= Edmund Pascha =

Edmund Pascha (1714 – 6 May 1772) was a preacher, organist and composer. He used the pen name Claudianus Ostern.

==Life==
Edmund Pascha was born in 1714 in Kroměříž, the Moravian musical centre of that time. Aged 17, he entered the Franciscan monastery at Hlohovec (western Slovakia). He studied philosophy at Beckov (western Slovakia) and theology at Uherské Hradiště (eastern Moravia). In addition to his native language he also managed Latin, German, Italian and some Hungarian. He practised music and preaching in several Franciscan monasteries of the order’s Salvatorian province, notably at Prešov (eastern Slovakia) and lastly at Žilina (northwestern Slovakia), where he died on 6 May 1772, following many years of painful illness.

==Works==
Pascha's compositions of Slovak passionals, pastoral masses and Christmas carols exemplify Slovak Baroque music and reference Slovak literature. In his musical textbooks, he highlighted Christmas folklore and Slovak folk songs with Christmas and Easter themes.

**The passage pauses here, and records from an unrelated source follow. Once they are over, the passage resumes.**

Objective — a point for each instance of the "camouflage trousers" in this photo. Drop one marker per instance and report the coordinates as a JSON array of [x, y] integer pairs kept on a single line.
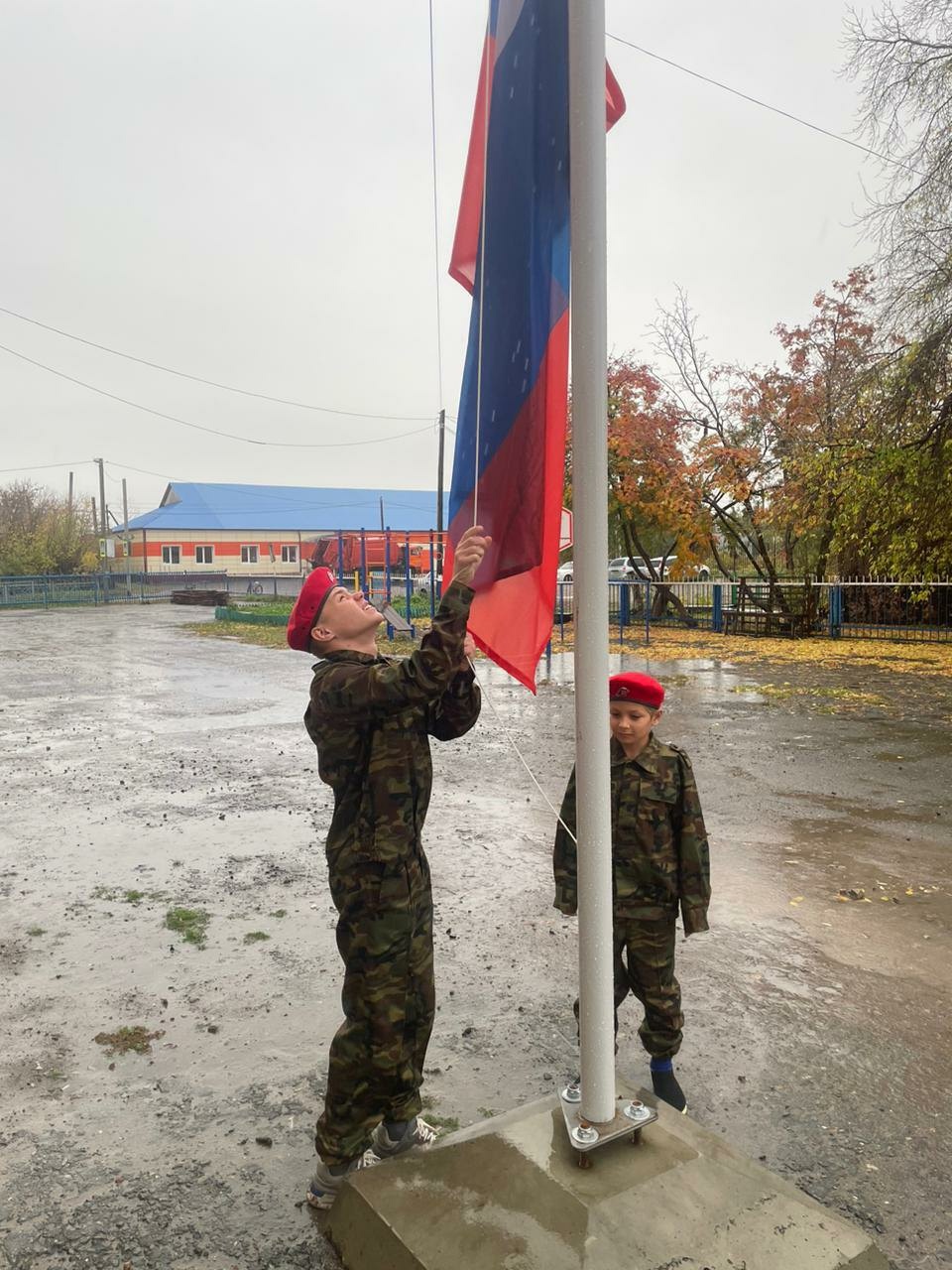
[[385, 937], [644, 965]]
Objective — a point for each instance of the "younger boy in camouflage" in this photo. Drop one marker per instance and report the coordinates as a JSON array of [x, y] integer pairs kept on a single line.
[[370, 717], [660, 861]]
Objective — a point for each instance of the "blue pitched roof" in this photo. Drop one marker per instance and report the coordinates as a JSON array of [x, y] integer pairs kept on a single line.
[[186, 506]]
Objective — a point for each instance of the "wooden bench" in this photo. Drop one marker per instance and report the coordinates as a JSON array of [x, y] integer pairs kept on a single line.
[[784, 610]]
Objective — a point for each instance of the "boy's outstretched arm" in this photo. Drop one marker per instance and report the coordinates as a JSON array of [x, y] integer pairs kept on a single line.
[[458, 708], [693, 853], [563, 857]]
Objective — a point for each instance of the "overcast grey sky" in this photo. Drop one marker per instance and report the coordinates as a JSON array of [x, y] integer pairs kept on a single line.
[[243, 190]]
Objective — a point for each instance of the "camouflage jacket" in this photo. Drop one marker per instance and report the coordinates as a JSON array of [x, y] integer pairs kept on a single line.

His musical works include a few textbooks in manuscript. The so-called Žilinský kancionál (ca. 1770) contained two manuscript textbooks. The first was Harmonia pastoralis (Pastierska harmónia), a Latin Slovak Christmas mass in Slovak, exclusively folk pastorela and carols, and also a Latin antiphony Tota pulchra (Celá krásna). The second, titled Prosae pastorales (Pastierske spevy), contained 25 carols for Christmas and New Year. Among them is the carol Do hory, do lesa, valasi.

The best known of Pascha's works is Vianočná omša F-dur (Christmas mass in F Major) from the Harmonia Pastoralis. It is a unique work of Slovak Baroque music. It reflects elements of Slovak folk music and shepherd songs. It is notable for its challenging organ interludes, solo duets and vocal trios, intermixed with a cappella choral parts. It features parts for clarinets, flutes and shepherds' tubas (tuba pastoralis). Music historian Terray maintains that his Christmas mass is unparalleled for its charm, originality, and power. Vjda in 1969 called it a "jewel of [the] musical past".

Preserved in manuscript form are his three passions, Prešovský (1770), Pruštiansky (1771), and Žilinský (1771), which contain responsive parts for four voices, in Slovak. The manuscripts are illustrated by the author. The words are made up of simple meditations from Baroque poetry. Baroque folk music from carols and pastorales combine with elements of other folk musical expressions and shepherd songs. He developed folk elements in melodic, rhythmic, and harmonic structure and also in organ parts. However, his solos and duets have their origin in Baroque, almost reflecting the work of Johann Sebastian Bach. It is possible to find in it elements of earlier Classicist music.

Unsubstantiated speculation asserts that Pascha was not the author of these works, but that they were composed by another Franciscan organist, composer and copyist, Jozef Juraj Zrunek (1736–1789).

==Bibliography==
- Harmónia Pastoralis – Prosae pastorales. Notated Latin Slovak manuscript with two parts made out in 1770 in Žilina;
- Prešovský pašionál. Notated Slovak manuscript from 1770;
- Prušiansky pašionál. Notated Slovak manuscript from 1771;
- Žilinský pašionál. Notated Slovak manuscript from 1771 in Žilina.
Listed music except Prušiansky pašionál is stored in Literárny archív Matice slovenskej in Martin. Prušiansky is stored in Štátny archív v Bytči.